You’re shocked. You think you know them better than that.

You’re wrong.





23


‘Is this your vehicle?’ Kelly pushed a photograph of a black Lexus across the table. Gordon Tillman nodded. ‘For the benefit of the tape, the suspect is nodding his head.’ Kelly looked at Tillman, less confident now his flashy suit had been exchanged for a grey custody-issue tracksuit, but still arrogant enough to try and out-stare his interviewers. His date of birth put him at forty-seven, but he looked ten years older; his skin mottled by years of excess. Drugs? Or drink? Drink and women. Late nights spent flashing the cash to attract girls who wouldn’t otherwise give him a second glance. Kelly tried to keep the look of disgust off her face.

‘Were you driving it at approximately quarter to nine yesterday morning?’

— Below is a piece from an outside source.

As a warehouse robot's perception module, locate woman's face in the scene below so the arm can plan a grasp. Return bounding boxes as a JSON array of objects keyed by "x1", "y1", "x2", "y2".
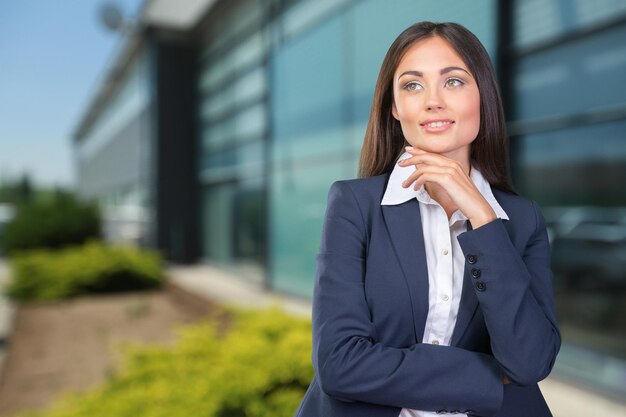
[{"x1": 392, "y1": 37, "x2": 480, "y2": 161}]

‘You know I was.’ Tillman was relaxed, his arms folded across his chest as he answered Kelly’s questions. He hadn’t asked for a solicitor, and Kelly hadn’t yet worked out how the interview was going to go. Full admission? It was looking that way, and yet … there was something in Tillman’s eyes that suggested it wasn’t going to be quite that easy. She had a sudden memory of another interview room – a different suspect; the same crime – and she clenched her fists tightly beneath the table. It had been a one-off. He’d pressed her buttons but she was younger then, less experienced. It wouldn’t happen again.

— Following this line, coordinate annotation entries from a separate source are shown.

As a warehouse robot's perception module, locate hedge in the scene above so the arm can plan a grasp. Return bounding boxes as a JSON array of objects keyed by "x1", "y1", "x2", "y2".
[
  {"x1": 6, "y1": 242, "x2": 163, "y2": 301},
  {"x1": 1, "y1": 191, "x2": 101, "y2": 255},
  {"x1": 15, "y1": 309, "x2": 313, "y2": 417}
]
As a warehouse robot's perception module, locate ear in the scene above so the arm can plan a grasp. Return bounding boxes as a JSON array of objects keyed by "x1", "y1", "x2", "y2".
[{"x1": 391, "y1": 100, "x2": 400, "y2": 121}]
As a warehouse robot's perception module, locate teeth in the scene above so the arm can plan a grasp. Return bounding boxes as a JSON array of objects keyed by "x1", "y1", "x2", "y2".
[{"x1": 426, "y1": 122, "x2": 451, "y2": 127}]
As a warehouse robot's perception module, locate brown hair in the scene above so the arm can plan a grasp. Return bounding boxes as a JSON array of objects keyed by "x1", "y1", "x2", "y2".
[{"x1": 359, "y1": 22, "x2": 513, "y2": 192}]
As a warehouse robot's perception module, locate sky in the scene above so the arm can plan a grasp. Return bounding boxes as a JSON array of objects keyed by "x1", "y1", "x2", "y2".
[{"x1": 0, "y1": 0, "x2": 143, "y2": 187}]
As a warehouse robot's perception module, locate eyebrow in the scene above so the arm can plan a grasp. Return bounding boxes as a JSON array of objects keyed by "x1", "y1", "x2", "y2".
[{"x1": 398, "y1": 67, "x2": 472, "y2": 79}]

But sweat trickled down her spine, nevertheless, and she had to fight to keep focus. It had never come back to her; the words whispered in her ear. The words that had tipped her over the edge and caused the red mist to descend so completely that she lost control.

‘Could you tell me, in your own words, what happened between half past eight and ten o’clock yesterday?’

‘I was returning from a conference I’d been to the night before. There was a dinner afterwards and I stayed the night in Maidstone so I was about to head back to Oxfordshire. I was going to work from home for the rest of the day.’

‘Where do you work?’

Tillman looked at her, letting his eyes flick briefly, but very deliberately, down to her chest before he answered. Kelly felt, rather than saw, Nick lean forward in his chair. She willed him not to speak. She didn’t want to give Tillman the satisfaction of knowing she’d even noticed where his gaze fell.

‘In the City. I’m a wealth manager for NCJ Investors.’

Kelly hadn’t been surprised when the DI had told her he’d be sitting in on the interview. She had begged him to let her interview Tillman, reminding him of how hard she’d worked on the case, and how badly she wanted to be there at the finish. He had taken for ever to reply.

‘Okay. But I’ll be there too.’

Kelly had nodded.

‘You’re too inexperienced to lead this alone, and there’ll be a few noses out of joint in the office as it is.’

The other reason lay unspoken between them. He didn’t trust Kelly not to lose it. How could she blame him? She didn’t trust herself.

She had been suspended instantly, the threat of criminal proceedings running alongside the internal disciplinary.

‘What the hell were you thinking?’ Diggers had said, when Kelly had been hauled out of custody, her shirt ripped and a bruise forming on the side of her face where the suspect had fought back. She was shaking violently, the adrenaline leaving her body as quickly as it had arrived.